GHOSTS IN THE CELLULOID: AI VIDEO DUBBING AND TRUESYNC Christopher Holliday (Lecturer in Liberal Arts and Visual Cultures Education, King’s College London Faversham, United Kingdom)

PANEL 2: DIGITAL TECHONOLOGIES AND ORIGINALITY      
TEATAR &TD
06/06 TUE 14:15-14:45

This paper examines the stakes of AI originality and discourses of authenticity in relation to the artificial intelligence engine TrueSync, which uses machine learning and persuasive computer animation processing to create sophisticated lip-synced visual translations. Developed by the Neural Network Lab Flawless and approximating the effects of deepfakes technology (Contreras 2022), the TrueSync software has primarily been used when adapting films for foreign release, whereby the original mouth movements of screen performers are digitally retouched to match new national language dubs. Such video dubbing (‘vubbing’) processes swerve the clumsy synchrony of prior dubbing practices, while their visual accuracy for linguistic translations has since been applied to remove verbal expletives from footage without the need for expensive reshoots (Spangler 2022). This paper suggests that the facemapping AI techniques involved in the TrueSync tool recall prior histories of the multiple-language version (MLV) initially developed within early sound cinema. As a counterpoint to
intertitles that otherwise afforded readily flexible language transfer across nations, MLV production involved the shooting of feature films in several languages concurrently, typically reusing sets and costumes, sharing technical equipment between production units, and in some instances casting the same stars across transnational features (Vincendeau 1988). Reflecting on the new creative possibilities of the TruSync video dubbing software and how generative AI is being used to ‘reshoot’ filmed dialogue to fit new vocalizations in post-production, this paper identifies how AI ‘vubbing’ technologies are offering filmmakers new opportunities for multilingual film production that emphasize national specificity and accessibility via the animated construction of newly digitized characters.

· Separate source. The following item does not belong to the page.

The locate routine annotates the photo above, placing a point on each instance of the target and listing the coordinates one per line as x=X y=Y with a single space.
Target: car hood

Christopher Holliday is Lecturer in Liberal Arts and Visual Cultures Education at King’s College London, specializing in Hollywood cinema, animation history, and contemporary digital media. He is the author of The Computer-Animated Film: Industry, Style and Genre (EUP, 2018), and co-editor of the anthologies
Fantasy/Animation: Connections Between Media, Mediums and Genres (Routledge, 2018) and Snow White and the Seven Dwarfs: New Perspectives on Production, Reception, Legacy (Bloomsbury, 2021). Christopher is currently researching the relationship between identity politics and digital technologies in popular cinema, and can be found as the curator of the website/blog/podcast www.fantasy-animation.org.